The Strait of Hormuz closure is now a blunt, visible shock. About 20 percent of global oil supply moves through that chokepoint, and energy markets treated the disruption like a historic event. Gas is up roughly 75 cents a gallon since the war began and diesel hit five dollars for the first time since 2022, costs that hit truckers, farmers, and logistics firms and then show up in everyday prices.
Research matters here because oil shocks land harder when inflation is already elevated. Studies show spikes in fuel costs bleed into rents, grocery prices, and shipping, and can reset what households and businesses expect to pay in the future. Once expectations shift, price-setting behavior follows, making a bump more permanent. Supply chain bottlenecks that amplified easy money in 2021 are back in play, and the easy-money legacy did not fully unwind.
When the makings of an inflationary spiral are in place, a geopolitical shock is more than a temporary pain at the pump. It is accelerant on kindling. The immediate rise in energy and logistical costs has a way of turning into sustained higher prices when firms and landlords adjust wages and rents to their new cost outlook.
Inflation is also political risk, not just an economic statistic. History shows that high prices erode trust in institutions and can fracture political coalitions. Carter’s defeat at 13 percent inflation and the 2024 electorate’s response illustrate how quickly voters punish leaders over household affordability. In the last cycle, voters reporting severe inflation hardship broke for the opposition by 76 to 23, and that was decisive at the ballot box.
There is a cautious argument that Hormuz could reopen and that oil shocks can be temporary. Powell’s restraint can be read as prudence.
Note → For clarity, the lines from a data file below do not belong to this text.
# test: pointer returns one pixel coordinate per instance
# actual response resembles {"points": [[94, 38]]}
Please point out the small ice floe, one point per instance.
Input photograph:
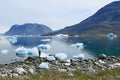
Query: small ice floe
{"points": [[44, 65], [33, 52], [5, 51], [61, 56], [19, 70], [114, 65], [13, 39], [44, 46], [111, 36], [78, 45], [43, 55], [62, 35], [50, 58], [79, 56], [46, 40], [21, 52], [68, 62], [101, 61]]}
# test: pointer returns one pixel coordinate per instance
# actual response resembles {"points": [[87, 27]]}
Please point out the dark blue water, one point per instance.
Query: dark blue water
{"points": [[93, 46]]}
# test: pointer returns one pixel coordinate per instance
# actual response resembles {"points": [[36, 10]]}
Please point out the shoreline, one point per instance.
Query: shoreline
{"points": [[30, 66]]}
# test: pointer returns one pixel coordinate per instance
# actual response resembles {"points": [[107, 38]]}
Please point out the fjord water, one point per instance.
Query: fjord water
{"points": [[93, 46]]}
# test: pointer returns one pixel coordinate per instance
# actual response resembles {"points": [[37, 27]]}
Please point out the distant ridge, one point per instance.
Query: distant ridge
{"points": [[104, 21], [28, 29]]}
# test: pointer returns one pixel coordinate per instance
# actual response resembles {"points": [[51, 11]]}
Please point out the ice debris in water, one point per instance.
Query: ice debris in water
{"points": [[62, 35], [79, 56], [101, 62], [50, 58], [48, 40], [43, 55], [111, 36], [44, 46], [44, 65], [78, 45], [33, 52], [13, 39], [21, 52], [61, 56], [5, 51]]}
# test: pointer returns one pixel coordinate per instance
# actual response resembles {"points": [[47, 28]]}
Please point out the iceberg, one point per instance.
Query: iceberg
{"points": [[50, 58], [43, 55], [61, 56], [46, 40], [21, 52], [33, 52], [78, 45], [62, 35], [79, 56], [44, 46], [5, 51], [44, 65], [111, 36], [12, 39]]}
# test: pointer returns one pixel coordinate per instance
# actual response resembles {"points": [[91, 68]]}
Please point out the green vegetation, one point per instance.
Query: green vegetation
{"points": [[113, 74]]}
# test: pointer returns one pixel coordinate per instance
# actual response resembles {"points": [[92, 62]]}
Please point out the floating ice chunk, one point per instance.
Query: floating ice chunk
{"points": [[20, 70], [111, 36], [62, 35], [44, 46], [67, 64], [48, 40], [102, 62], [13, 39], [44, 65], [68, 60], [78, 45], [114, 65], [50, 58], [79, 56], [21, 52], [33, 52], [43, 55], [4, 51], [61, 56]]}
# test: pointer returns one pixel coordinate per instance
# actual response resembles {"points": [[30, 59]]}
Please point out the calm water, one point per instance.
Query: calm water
{"points": [[93, 46]]}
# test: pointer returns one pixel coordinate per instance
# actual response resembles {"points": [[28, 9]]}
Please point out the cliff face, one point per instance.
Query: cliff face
{"points": [[28, 29], [104, 21]]}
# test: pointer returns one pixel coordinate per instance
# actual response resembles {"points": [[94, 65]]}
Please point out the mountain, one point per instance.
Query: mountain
{"points": [[28, 29], [104, 21]]}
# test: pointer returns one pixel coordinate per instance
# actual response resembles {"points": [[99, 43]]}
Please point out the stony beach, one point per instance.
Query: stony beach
{"points": [[30, 66]]}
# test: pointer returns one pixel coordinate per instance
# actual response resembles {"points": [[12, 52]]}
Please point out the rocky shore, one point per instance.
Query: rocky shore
{"points": [[31, 66]]}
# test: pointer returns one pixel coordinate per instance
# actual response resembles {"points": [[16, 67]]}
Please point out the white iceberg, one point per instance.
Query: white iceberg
{"points": [[5, 51], [21, 52], [101, 62], [67, 64], [44, 46], [50, 58], [62, 35], [33, 52], [43, 55], [79, 56], [13, 39], [47, 40], [78, 45], [20, 70], [61, 56], [111, 36], [44, 65]]}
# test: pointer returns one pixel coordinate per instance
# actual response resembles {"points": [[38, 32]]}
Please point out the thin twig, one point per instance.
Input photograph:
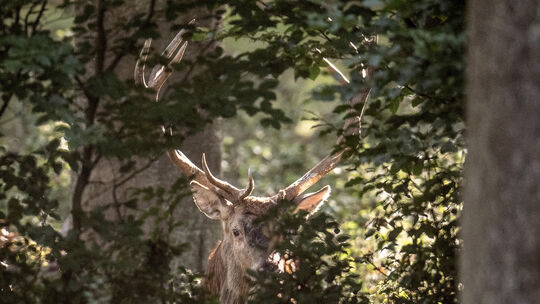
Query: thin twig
{"points": [[101, 40], [30, 11], [38, 18]]}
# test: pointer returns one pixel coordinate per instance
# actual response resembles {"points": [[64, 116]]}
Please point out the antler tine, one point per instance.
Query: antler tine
{"points": [[251, 185], [233, 192]]}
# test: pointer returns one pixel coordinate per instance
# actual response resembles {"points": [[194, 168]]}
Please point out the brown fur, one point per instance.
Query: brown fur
{"points": [[215, 272]]}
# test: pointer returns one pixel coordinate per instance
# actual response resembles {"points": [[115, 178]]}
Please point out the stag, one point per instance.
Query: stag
{"points": [[245, 244]]}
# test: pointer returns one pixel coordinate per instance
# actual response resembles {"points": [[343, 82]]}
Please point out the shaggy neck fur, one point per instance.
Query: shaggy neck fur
{"points": [[226, 279]]}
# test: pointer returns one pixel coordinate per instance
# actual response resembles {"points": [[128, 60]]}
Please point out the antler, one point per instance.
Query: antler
{"points": [[158, 77], [331, 161]]}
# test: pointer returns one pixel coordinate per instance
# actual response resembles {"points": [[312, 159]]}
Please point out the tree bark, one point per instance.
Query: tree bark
{"points": [[501, 217], [200, 232]]}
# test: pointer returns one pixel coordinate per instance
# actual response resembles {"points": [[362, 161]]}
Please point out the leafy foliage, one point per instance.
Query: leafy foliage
{"points": [[401, 197]]}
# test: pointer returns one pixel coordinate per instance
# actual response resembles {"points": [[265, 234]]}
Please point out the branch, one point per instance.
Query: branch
{"points": [[101, 42], [38, 18], [30, 11], [129, 44]]}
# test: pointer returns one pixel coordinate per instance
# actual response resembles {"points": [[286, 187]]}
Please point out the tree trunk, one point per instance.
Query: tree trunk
{"points": [[200, 232], [501, 216]]}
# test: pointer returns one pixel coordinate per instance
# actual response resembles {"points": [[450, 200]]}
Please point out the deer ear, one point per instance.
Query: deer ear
{"points": [[312, 201], [209, 202]]}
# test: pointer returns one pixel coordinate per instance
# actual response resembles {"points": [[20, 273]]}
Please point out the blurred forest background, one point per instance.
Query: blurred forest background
{"points": [[79, 140]]}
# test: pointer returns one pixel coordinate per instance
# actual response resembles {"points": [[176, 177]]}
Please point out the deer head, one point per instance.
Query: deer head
{"points": [[246, 243]]}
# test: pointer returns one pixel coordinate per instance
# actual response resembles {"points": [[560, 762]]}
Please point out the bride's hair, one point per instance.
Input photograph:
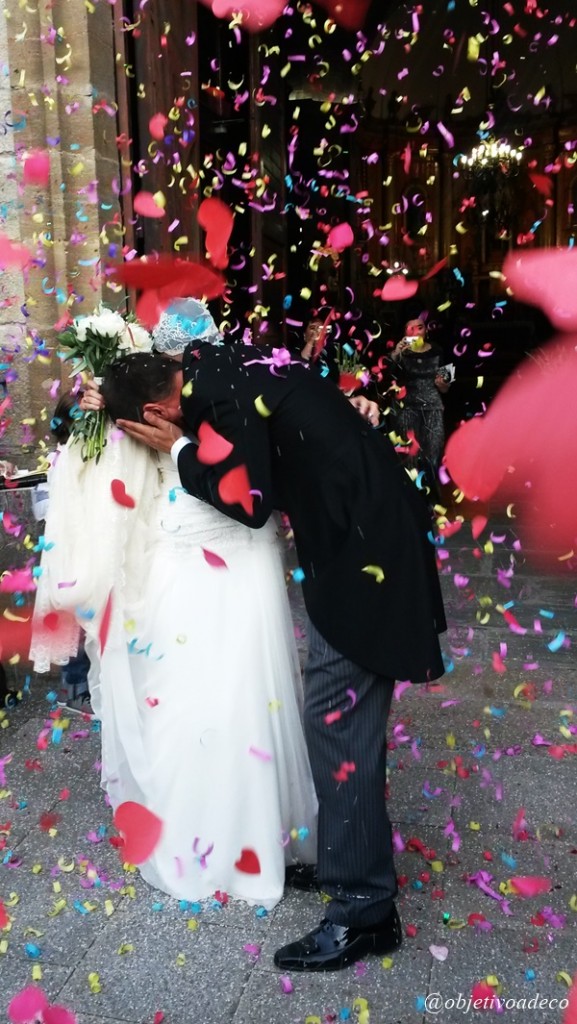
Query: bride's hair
{"points": [[135, 380]]}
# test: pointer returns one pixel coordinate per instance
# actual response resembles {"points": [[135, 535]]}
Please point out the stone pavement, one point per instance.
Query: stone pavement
{"points": [[482, 791]]}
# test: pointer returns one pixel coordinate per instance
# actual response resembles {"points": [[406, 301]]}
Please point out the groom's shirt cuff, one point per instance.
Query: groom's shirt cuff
{"points": [[177, 448]]}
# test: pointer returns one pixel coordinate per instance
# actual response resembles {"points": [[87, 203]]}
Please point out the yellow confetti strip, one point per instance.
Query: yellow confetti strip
{"points": [[57, 907], [565, 977], [66, 865], [260, 407], [374, 570], [361, 1008]]}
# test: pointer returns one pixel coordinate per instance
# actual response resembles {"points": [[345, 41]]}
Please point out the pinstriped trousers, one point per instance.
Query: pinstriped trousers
{"points": [[348, 761]]}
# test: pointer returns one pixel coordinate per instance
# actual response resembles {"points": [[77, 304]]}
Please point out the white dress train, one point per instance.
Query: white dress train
{"points": [[199, 693]]}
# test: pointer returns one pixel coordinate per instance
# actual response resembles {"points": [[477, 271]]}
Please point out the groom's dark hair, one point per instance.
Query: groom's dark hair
{"points": [[134, 380]]}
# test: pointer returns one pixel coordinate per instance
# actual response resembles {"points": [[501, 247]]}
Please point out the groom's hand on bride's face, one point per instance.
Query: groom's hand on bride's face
{"points": [[91, 400], [156, 431]]}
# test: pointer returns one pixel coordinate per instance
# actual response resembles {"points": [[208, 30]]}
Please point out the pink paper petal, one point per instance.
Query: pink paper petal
{"points": [[27, 1005], [157, 125], [398, 288], [257, 14], [37, 168], [216, 219], [146, 205], [13, 254], [440, 952], [214, 560], [528, 886], [340, 238], [545, 278]]}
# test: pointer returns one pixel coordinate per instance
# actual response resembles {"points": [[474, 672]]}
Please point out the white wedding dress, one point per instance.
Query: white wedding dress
{"points": [[198, 688]]}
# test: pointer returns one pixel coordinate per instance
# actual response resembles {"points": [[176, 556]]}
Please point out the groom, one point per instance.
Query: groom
{"points": [[274, 435]]}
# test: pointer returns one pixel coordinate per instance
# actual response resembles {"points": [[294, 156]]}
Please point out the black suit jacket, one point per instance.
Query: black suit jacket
{"points": [[360, 525]]}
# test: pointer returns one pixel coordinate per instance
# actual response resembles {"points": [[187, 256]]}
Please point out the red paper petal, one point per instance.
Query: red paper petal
{"points": [[478, 524], [118, 489], [180, 278], [349, 15], [216, 219], [140, 830], [28, 1005], [234, 488], [398, 288], [147, 206], [248, 862], [213, 448], [340, 237], [150, 308], [542, 183]]}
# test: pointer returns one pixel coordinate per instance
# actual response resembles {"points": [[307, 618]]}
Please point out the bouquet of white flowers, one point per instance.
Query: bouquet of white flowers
{"points": [[93, 343]]}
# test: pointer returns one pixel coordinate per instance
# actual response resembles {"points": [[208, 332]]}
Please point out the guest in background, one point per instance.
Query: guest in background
{"points": [[420, 415]]}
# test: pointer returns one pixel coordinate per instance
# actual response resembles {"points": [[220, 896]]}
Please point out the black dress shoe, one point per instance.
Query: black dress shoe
{"points": [[302, 877], [330, 947]]}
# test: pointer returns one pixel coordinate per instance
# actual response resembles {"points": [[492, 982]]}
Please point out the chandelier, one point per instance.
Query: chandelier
{"points": [[492, 157]]}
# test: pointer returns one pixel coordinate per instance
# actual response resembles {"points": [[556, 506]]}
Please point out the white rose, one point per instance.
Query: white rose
{"points": [[80, 328], [109, 324], [134, 339]]}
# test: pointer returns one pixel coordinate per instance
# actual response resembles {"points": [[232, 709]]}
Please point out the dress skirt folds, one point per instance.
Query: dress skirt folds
{"points": [[198, 689]]}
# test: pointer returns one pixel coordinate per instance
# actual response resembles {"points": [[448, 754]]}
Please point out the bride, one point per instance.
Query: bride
{"points": [[195, 673]]}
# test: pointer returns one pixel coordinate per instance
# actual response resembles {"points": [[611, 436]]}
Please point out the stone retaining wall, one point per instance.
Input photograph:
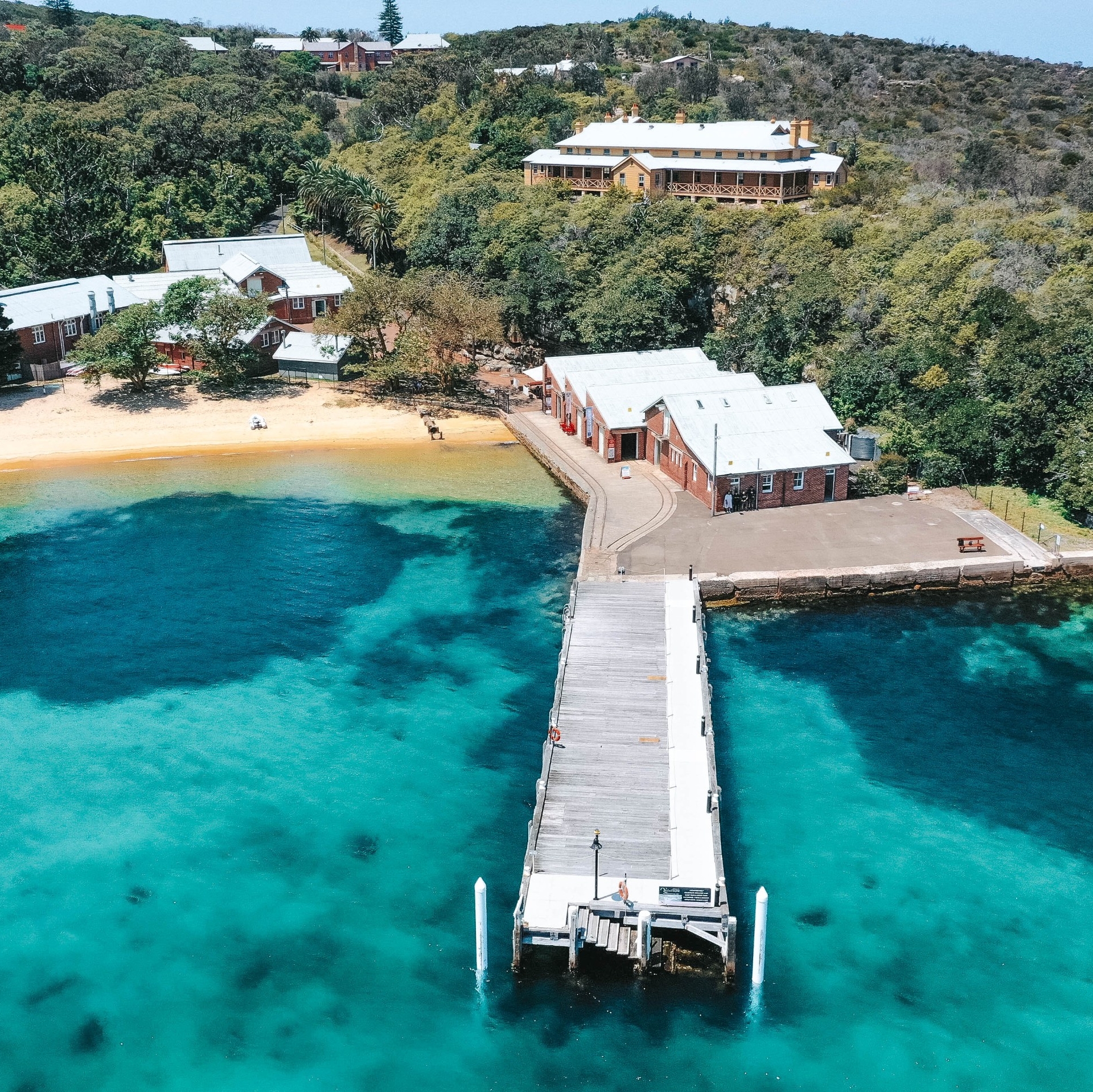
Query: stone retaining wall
{"points": [[874, 580]]}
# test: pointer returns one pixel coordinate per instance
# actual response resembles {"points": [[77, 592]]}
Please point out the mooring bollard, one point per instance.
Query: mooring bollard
{"points": [[759, 954], [481, 951]]}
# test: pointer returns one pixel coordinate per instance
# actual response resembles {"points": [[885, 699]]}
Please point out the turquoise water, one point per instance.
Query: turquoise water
{"points": [[267, 719]]}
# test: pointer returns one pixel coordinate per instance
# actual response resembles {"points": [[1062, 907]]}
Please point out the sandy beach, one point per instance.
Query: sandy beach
{"points": [[72, 423]]}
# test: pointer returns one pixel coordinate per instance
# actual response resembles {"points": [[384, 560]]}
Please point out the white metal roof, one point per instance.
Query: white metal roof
{"points": [[148, 287], [765, 428], [563, 366], [313, 279], [280, 45], [206, 45], [623, 407], [38, 304], [581, 383], [742, 136], [313, 348], [422, 42], [240, 267], [202, 255]]}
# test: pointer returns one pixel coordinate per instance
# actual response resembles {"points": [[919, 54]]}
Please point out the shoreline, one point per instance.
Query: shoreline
{"points": [[79, 426]]}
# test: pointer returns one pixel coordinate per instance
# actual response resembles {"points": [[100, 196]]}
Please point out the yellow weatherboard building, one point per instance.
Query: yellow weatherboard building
{"points": [[739, 162]]}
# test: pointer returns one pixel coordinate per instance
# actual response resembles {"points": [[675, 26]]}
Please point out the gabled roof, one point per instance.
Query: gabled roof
{"points": [[424, 42], [313, 348], [759, 430], [205, 45], [727, 136], [624, 407], [563, 366], [313, 279], [203, 255], [53, 301], [241, 266]]}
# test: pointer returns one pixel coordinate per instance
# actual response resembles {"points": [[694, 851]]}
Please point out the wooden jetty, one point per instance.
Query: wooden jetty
{"points": [[628, 760]]}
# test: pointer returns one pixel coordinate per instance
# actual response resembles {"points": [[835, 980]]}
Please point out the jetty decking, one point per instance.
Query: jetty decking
{"points": [[630, 755]]}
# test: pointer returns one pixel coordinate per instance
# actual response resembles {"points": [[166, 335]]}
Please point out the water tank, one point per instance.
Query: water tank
{"points": [[864, 448]]}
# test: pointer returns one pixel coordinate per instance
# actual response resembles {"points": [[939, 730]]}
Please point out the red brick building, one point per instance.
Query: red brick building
{"points": [[50, 318]]}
But when near-term inflation expectations are rising and the public starts planning around persistent higher prices, waiting for a natural pass-through is a risky strategy. That channel was a key failure in the 1970s and is relevant again.
Worse scenarios are not just theoretical. Moody’s Analytics has put recession odds near 50 percent while some international agencies see inflation running significantly above the Fed’s forecast. The last time the U.S. faced an oil shock with unresolved inflation, it took Paul Volcker pushing interest rates toward 20 percent and a brutal recession to break the cycle. At 20 percent interest, a thirty-year mortgage on a $300,000 house costs over $5,000 a month, and that is the kind of price a delayed policy response risks imposing.
Calling structural price problems temporary has been a recurring mistake. In 2021 the Fed labeled inflation transitory and was proven wrong. Now the language has shifted from “transitory” to uncertainty, but the practical risk is the same. The modern economic battlefield includes supply chains and commodity flows, and the Hormuz closure is an explicit reminder that geopolitical moves can weaponize those channels against an economy already running a fever.